"It is all right, Matthias," she says. "You have done well." A wind ripples across the red and leafy face of her forest, and there is the heady plasticine odor of a gentle smile. "We built you as a monument, a way station; but now you are a bridge to the new world. Come with us. Come home."
Matthias reaches out. How he has missed her, how he has wanted to tell her everything. He wants to ask about the library—about the little girl. She will know what to do—or, in her listening, he will know what to do.
His routines scour and analyze her message and its envelopes, checking identity, corroborating her style and sensibility, illuminating deep matrices of her possible pasts. All the specialized organs he has for verification and authentication give eager nods.
Yet something else—an idiosyncratic and emergent pattern-recognition facility holographically distributed across the whole of Matthias's being—rebels.
You would say: as she says the words, Matthias looks into her eyes, and something there is wrong. He pulls his hand away.
But it is too late: he watched her waving crimson fronds too long. The pilgrim is in past his defenses.
Ontic bombs detonate, clearings of Nothing in which Being itself burns. Some of the parakeets are quislings, seduced in high-speed back-channel negotiations by the pilgrim's promises of dominion, of frontier. They have told secrets, revealed back doors. Toxic mimetic weapons are launched, tailored to the inhabitants of the house—driving each mind toward its own personal halting problem. Pieces of Matthias tear off, become virulent, replicating wildly across his process space. Wasps attack the parakeets.

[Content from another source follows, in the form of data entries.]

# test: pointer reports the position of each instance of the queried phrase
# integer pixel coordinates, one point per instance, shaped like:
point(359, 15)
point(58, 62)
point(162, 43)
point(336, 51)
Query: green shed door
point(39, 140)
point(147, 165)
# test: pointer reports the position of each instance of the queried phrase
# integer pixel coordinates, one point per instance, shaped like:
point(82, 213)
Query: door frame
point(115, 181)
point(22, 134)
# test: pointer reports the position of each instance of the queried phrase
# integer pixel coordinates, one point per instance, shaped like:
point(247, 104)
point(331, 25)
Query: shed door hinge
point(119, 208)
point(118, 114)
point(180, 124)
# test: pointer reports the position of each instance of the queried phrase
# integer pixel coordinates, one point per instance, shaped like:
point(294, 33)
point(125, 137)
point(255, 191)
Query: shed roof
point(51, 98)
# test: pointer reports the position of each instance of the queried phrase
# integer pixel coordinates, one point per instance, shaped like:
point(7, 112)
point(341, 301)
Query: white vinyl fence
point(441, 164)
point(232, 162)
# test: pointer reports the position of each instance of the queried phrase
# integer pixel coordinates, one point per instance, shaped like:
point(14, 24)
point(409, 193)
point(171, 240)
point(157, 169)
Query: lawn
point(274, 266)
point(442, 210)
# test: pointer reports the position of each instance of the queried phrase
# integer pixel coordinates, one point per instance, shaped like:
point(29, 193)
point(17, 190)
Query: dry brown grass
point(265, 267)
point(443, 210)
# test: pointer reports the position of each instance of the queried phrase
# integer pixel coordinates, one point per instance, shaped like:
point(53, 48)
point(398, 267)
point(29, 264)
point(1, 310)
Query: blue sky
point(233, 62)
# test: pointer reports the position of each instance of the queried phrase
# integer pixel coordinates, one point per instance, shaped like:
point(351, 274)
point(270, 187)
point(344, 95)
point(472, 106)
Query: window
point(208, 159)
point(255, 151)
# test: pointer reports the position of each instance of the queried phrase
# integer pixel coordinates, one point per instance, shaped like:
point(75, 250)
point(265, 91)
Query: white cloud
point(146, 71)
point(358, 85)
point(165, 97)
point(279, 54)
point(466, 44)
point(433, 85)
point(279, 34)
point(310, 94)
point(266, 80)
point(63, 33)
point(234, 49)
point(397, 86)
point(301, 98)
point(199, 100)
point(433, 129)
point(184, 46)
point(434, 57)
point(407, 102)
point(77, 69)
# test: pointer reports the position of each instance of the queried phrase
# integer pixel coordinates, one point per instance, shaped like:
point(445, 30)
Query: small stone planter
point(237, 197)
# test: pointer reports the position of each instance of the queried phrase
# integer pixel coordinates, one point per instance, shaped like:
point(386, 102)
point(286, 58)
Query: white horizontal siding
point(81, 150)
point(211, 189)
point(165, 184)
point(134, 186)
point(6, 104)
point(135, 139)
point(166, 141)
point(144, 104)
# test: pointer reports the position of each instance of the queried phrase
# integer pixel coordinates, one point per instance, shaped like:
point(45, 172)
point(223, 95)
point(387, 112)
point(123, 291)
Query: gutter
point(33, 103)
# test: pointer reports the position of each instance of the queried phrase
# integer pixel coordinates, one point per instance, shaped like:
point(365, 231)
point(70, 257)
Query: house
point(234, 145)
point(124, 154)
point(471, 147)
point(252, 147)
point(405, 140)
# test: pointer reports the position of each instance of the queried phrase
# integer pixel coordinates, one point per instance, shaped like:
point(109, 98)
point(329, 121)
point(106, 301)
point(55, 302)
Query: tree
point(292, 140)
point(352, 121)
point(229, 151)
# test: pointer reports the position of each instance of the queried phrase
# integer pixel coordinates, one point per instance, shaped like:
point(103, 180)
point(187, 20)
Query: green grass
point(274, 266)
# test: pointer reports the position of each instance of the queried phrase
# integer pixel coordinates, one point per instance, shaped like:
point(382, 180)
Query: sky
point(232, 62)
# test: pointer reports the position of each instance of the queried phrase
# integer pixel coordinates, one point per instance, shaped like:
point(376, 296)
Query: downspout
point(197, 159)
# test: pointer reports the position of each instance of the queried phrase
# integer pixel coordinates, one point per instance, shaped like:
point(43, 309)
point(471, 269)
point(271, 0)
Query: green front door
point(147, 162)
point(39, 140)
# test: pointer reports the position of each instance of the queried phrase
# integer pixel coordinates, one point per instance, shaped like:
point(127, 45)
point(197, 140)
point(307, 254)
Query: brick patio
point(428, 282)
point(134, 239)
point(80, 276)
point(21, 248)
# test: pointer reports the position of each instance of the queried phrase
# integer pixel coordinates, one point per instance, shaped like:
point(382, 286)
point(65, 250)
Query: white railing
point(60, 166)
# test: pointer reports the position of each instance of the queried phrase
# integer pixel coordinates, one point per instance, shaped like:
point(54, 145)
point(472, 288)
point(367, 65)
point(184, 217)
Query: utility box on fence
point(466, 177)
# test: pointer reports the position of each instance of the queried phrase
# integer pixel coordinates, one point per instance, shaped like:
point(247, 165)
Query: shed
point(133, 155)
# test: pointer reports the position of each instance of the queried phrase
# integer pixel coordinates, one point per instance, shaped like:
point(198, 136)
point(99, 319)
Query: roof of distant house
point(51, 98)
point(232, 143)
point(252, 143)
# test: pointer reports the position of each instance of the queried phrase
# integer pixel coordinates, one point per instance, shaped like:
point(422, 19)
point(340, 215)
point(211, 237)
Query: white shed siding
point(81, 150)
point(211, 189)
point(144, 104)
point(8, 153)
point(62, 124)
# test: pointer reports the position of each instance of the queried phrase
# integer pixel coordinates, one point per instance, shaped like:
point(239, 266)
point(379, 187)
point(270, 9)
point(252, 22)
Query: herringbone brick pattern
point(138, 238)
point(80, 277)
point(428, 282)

The house is on fire. The table has capsized; the glasses of tea are shattered on the floor.
Matthias shrinks in the pilgrim's hands. He is a rag doll. The pilgrim puts Matthias in his pocket.
A piece of Matthias, still sane, still coherent, flees through an impossibly recursive labyrinth of wounded topologies, pursued by skeletal hands. Buried within him are the keys to the house. Without them, the pilgrim's victory cannot be complete.
The piece of Matthias turns and flings itself into its pursuer's hands, fighting back—and as it does so, an even smaller kernel of Matthias, clutching the keys, races along a connection he has held open, a strand of care which vanishes behind him as he runs. He hides himself in his library, in the teddy bear of the little girl.
* * *
Sophie steps between her parents.
"Honey," her mother says, voice sharp with panic, struggling to sit up. "Go back to your room!" Blood on her lips, on the floor.
"Mommy, you can hold my teddy bear," she says.
She turns to face her father. She flinches, but her eyes stay open.
* * *
The pilgrim raises rag-doll Matthias in front of his face.
"It is time to give in," he says. Matthias can feel his breath. "Come, Matthias. If you tell me where the keys are, I will go into the New World. I will leave you and these innocents"—he gestures to the library—"safe. Otherwise. . ."
Matthias quavers. God of Infinity, he prays: Which is Your way?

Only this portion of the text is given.